Rue de Bruxelles, 21, bis.- Una gran casa, con el doble portal siempre cerrado. Al través de los espejos sin azogue de las ventanas del piso superior brilla el bronce de las lámparas, y entre los tapices antiguos se destacan como manchas de nieve brazos de mármol, cabezas de estatuas; los amigos mudos y eternamente bellos que acompañan al artista en su soledad.
El timbre estremece un augusto silencio de casa señorial, y al abrirse la puerta recibe el visitante una bocanada de esa atmósfera de los museos, hálito del amontonamiento de cosas antiguas que parece la respiración de la Historia.

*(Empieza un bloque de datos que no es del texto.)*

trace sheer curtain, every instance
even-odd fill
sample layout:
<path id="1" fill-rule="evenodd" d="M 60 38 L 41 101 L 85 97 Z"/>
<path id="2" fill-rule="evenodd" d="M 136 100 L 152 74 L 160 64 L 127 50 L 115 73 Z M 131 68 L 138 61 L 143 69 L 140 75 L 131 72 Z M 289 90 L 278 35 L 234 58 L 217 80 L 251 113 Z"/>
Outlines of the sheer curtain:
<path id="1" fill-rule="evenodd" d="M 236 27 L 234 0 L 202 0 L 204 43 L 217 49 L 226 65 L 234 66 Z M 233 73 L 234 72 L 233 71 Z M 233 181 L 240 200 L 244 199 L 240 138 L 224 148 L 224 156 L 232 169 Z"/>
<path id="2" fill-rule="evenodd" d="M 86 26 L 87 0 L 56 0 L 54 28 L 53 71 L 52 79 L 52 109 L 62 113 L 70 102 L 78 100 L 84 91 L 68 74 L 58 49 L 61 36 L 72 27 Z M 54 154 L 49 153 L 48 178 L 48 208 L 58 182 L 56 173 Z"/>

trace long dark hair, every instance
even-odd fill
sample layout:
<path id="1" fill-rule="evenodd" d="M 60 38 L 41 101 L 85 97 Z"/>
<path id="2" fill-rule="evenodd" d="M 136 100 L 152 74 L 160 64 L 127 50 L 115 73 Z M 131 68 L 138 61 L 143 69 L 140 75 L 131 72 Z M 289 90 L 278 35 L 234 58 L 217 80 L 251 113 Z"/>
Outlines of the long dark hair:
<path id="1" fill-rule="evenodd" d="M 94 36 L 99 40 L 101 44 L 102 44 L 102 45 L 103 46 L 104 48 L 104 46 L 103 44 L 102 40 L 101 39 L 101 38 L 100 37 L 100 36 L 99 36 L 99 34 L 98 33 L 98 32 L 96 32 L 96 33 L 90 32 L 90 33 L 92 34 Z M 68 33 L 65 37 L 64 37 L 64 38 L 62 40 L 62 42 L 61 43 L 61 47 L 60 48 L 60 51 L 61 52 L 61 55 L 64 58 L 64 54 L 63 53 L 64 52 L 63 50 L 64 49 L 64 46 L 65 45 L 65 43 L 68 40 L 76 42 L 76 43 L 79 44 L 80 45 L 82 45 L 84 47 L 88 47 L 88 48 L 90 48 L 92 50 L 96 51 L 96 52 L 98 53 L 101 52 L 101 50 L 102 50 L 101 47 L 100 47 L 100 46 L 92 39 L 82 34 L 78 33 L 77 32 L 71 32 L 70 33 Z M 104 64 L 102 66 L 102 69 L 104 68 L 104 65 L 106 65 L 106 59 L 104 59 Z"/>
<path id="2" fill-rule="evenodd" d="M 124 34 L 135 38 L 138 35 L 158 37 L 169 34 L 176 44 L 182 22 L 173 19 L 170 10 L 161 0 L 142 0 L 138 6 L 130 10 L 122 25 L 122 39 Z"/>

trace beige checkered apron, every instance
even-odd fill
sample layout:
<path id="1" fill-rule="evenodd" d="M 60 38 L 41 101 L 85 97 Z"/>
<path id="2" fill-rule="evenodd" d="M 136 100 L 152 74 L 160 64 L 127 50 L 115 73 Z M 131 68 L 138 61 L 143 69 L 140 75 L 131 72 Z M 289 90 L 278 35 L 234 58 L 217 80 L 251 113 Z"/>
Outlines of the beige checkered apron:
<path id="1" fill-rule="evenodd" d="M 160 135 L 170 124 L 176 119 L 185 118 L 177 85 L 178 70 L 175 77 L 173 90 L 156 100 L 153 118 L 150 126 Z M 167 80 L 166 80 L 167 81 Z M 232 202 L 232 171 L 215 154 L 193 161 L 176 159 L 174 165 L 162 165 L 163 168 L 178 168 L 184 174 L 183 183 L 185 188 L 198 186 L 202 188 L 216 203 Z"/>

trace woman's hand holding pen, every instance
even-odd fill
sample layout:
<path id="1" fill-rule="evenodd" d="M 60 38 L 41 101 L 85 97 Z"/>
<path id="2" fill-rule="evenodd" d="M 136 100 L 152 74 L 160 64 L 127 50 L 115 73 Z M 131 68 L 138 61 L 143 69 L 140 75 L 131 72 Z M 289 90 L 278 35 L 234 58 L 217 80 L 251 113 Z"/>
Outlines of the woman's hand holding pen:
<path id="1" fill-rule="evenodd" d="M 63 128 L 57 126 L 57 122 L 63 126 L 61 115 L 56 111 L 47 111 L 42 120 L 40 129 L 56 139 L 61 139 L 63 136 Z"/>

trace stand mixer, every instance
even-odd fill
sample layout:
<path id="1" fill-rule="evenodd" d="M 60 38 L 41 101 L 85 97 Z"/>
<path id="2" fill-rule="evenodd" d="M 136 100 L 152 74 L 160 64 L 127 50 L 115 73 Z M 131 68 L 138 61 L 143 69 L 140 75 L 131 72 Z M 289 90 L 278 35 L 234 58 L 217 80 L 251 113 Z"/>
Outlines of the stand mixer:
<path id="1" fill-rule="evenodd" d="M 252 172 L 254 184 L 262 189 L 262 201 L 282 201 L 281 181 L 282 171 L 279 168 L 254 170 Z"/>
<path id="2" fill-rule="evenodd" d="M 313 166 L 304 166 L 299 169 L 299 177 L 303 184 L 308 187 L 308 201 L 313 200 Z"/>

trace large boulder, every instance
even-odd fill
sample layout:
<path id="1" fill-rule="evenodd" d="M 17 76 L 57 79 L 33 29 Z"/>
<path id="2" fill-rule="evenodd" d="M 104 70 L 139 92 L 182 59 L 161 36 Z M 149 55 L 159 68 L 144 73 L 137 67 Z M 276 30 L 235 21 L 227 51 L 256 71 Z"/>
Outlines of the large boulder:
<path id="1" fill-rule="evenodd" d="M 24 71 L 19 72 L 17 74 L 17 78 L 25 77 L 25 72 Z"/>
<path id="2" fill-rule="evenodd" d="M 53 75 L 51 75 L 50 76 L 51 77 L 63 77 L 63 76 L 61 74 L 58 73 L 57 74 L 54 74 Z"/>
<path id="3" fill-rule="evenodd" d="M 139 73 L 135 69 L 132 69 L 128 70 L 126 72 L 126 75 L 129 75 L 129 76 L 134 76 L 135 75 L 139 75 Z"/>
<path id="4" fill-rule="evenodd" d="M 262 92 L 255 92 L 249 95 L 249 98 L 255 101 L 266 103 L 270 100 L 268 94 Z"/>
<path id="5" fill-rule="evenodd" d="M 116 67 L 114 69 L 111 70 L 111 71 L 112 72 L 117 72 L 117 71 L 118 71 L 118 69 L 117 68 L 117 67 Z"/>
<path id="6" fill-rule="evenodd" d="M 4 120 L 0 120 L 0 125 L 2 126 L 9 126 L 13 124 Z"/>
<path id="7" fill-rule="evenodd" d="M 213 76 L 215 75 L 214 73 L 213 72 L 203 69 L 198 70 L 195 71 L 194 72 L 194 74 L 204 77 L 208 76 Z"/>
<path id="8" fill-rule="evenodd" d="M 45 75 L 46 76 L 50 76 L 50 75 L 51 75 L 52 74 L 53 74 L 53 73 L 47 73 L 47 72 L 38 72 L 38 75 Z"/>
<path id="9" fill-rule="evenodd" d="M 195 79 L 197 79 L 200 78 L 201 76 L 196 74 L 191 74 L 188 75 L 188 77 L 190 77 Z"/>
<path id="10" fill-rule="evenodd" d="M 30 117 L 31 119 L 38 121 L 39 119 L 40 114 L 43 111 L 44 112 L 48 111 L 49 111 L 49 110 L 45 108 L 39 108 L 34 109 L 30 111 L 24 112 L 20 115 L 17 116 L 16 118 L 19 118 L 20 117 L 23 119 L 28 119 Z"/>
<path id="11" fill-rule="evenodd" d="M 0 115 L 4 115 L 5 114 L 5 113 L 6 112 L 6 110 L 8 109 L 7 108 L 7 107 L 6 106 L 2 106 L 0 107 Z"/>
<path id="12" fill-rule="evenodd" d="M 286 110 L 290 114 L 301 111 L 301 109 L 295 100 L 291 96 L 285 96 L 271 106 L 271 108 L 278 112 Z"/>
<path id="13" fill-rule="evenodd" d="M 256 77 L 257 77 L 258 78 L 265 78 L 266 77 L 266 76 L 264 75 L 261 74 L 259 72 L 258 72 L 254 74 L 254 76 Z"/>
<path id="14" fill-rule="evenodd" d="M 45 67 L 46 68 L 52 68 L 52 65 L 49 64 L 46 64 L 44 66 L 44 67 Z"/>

Las jardineras del portal son sarcófagos romanos con teorías de amorcillos y plañideras, en cuya cavidad marmórea, de un suave color de ámbar, crecen las plantas sombrías; las paredes desaparecen cubiertas por telas vistosas, relieves de altares, frontones escultóricos de la Vía Apia y cuadros modernos de pintores revolucionarios que sostuvieron al lado del maestro la tenaz batalla contra las tradiciones artísticas. en un gran lienzo, frente a la escalera, la Verdad surge del pozo con su espléndida desnudez y se retuerce entre los brazos de un esbirro enmascarado que pretende hacerla suya. Es el símbolo de la vida del gran artista.
Soriano y yo subimos guiados por un criado hasta el famoso estudio del maestro, pieza medioeval con gigantesca vidriera gótica, tantas veces reproducida por la fotografía y el grabado. Antes de haberla visto, los admiradores de Zola estamos ya familiarizados con ella como si fuese la habitación donde vinimos a la vida. Detrás de los cortinajes de impenetrable espesor, se adivina el dormitorio con su famoso lecho como un monumento rodeado de verja, y las demás piezas, de un lujo artístico y antiguo, amontonado por el novelista a punta de pluma, con el frio y rabioso deseo de vengarse de los años de miseria sufridos en el Barrio Latino.
Un paquete de negras lanas pasó arrastrando por debajo de los tapices, y saltó en el estudio un gozquecillo de ojos de diamante, delatando con su ladrido alegre y su gordura satisfecha el bienestar de las bestias que acompañan a un matrimonio sin hijos. Cuando más ocupados estábamos en defender nuestros pantalones de sus saltonas patas, una mano cuadrada, fuerte, de piel rugosa, levantó el cortinaje; avanzó después una manga de lana azul, y en el obscuro cuadro de la puerta brillaron unos lentes. Estábamos en presencia del maestro.